= Katakura Kojūrō =

Katakura Kojūrō (片倉 小十郎) was the common name of the head of the Japanese Katakura clan, who served as senior retainers to the Date clan. Following the Date clan's move into Sendai han, they were granted holdings at Shiroishi Castle (12,000 koku in total), which they held through the start of the Meiji Era. A chronologically arranged list of the generations of Edo-era Katakura Kojūrō (listed by their formal name) follows:

==Edo-era Katakura family heads==

1. Kagetsuna (1557–1615)
2. Shigenaga (1585–1659)
3. Kagenaga (1630–1681)
4. Muranaga (1667–1691)
5. Murayasu (1683-?)
6. Muranobu
7. Murasada (1676–1744)
8. Murakiyo
9. Muratsune (1757–1822)
10. Kagesada
11. Munekage
12. Kuninori (1818–1886)
13. Kagenori (1838–1902)
14. Kagemitsu

==Katakura family heads since 1868==

1. Kenkichi
2. Nobumitsu
3. Shigenobu

Kagetsuna, the first Katakura Kojūrō, was arguably the most famous, having served alongside Date Masamune.
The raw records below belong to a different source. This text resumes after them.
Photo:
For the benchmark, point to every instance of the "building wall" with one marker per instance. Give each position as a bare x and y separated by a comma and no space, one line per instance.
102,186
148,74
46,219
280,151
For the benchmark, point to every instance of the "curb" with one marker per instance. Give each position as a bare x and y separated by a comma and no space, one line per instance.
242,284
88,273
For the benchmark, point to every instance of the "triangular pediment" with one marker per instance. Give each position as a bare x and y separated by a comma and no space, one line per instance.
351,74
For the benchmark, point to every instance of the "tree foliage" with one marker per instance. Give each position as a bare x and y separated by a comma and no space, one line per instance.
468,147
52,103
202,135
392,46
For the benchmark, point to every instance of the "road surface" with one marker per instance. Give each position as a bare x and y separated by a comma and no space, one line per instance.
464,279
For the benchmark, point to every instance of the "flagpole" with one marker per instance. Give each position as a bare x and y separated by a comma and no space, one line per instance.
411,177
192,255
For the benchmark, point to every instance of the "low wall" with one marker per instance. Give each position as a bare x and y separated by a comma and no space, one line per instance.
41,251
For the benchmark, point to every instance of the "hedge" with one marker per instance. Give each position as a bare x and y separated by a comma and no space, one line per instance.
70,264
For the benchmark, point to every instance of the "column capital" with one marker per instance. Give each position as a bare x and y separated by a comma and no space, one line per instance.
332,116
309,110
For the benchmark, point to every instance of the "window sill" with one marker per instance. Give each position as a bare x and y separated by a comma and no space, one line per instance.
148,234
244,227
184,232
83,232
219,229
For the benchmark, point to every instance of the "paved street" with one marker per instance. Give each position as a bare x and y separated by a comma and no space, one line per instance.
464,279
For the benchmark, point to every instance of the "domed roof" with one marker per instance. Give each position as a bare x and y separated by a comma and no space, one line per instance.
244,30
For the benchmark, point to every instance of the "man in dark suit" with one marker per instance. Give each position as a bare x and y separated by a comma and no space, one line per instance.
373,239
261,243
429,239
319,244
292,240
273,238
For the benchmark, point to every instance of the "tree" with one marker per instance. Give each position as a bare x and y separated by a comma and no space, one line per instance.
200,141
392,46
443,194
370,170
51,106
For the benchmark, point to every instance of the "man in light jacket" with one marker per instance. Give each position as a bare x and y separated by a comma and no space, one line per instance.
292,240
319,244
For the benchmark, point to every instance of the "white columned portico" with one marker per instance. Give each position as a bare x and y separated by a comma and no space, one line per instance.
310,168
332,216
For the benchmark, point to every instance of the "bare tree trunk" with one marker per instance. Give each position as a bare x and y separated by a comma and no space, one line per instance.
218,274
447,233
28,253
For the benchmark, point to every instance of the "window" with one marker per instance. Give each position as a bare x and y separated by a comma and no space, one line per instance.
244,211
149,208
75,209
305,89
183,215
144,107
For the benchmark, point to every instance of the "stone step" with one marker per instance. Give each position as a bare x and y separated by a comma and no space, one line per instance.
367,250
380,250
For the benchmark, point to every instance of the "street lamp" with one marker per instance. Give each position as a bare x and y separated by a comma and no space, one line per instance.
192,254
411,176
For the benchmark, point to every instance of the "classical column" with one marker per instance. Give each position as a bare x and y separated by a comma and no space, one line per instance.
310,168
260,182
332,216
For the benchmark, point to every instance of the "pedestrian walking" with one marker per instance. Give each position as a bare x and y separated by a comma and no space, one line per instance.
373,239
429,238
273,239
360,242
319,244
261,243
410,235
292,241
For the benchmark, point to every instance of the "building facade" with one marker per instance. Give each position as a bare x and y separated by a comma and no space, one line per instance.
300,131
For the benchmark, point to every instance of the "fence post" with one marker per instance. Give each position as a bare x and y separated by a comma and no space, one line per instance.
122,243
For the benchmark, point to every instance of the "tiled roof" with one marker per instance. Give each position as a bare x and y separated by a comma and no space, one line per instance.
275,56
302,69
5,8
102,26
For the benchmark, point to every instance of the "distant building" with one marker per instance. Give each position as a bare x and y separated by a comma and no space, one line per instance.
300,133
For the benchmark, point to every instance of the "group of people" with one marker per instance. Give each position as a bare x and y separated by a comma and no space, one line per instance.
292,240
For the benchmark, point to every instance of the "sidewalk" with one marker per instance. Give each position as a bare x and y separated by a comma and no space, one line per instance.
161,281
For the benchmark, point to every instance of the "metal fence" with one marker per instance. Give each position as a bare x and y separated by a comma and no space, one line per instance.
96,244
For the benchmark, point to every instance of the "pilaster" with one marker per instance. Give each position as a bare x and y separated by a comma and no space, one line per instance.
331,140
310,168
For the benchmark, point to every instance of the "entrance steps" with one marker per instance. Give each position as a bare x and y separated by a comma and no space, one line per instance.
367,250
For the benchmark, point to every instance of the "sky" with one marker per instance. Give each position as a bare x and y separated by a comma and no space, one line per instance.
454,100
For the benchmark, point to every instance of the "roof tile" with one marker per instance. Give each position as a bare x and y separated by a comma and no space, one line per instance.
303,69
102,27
The clan came to prominence yet again in the Boshin War, when Shiroishi Castle was used as the headquarters of the Ouetsu Reppan Domei. After the war, the 12th Kojūrō, Katakura Kuninori, sold the castle and relocated to Hokkaidō. The castle was then given to the Nanbu clan of Morioka, before the domain system was finally ended in the early 1870s. The current head of the family, Shigenobu (who would have been the 17th Kojūrō), is the chief priest of Aoba Shrine, in Sendai.

== Katakura Kojūrō in fiction ==

In the Sony PlayStation Video Game Sengoku Basara and the anime adaptation of it he was depicted as Masamune Date's loyal right-hand and right-eye man. He was using wakizashi and katana as his main weapon.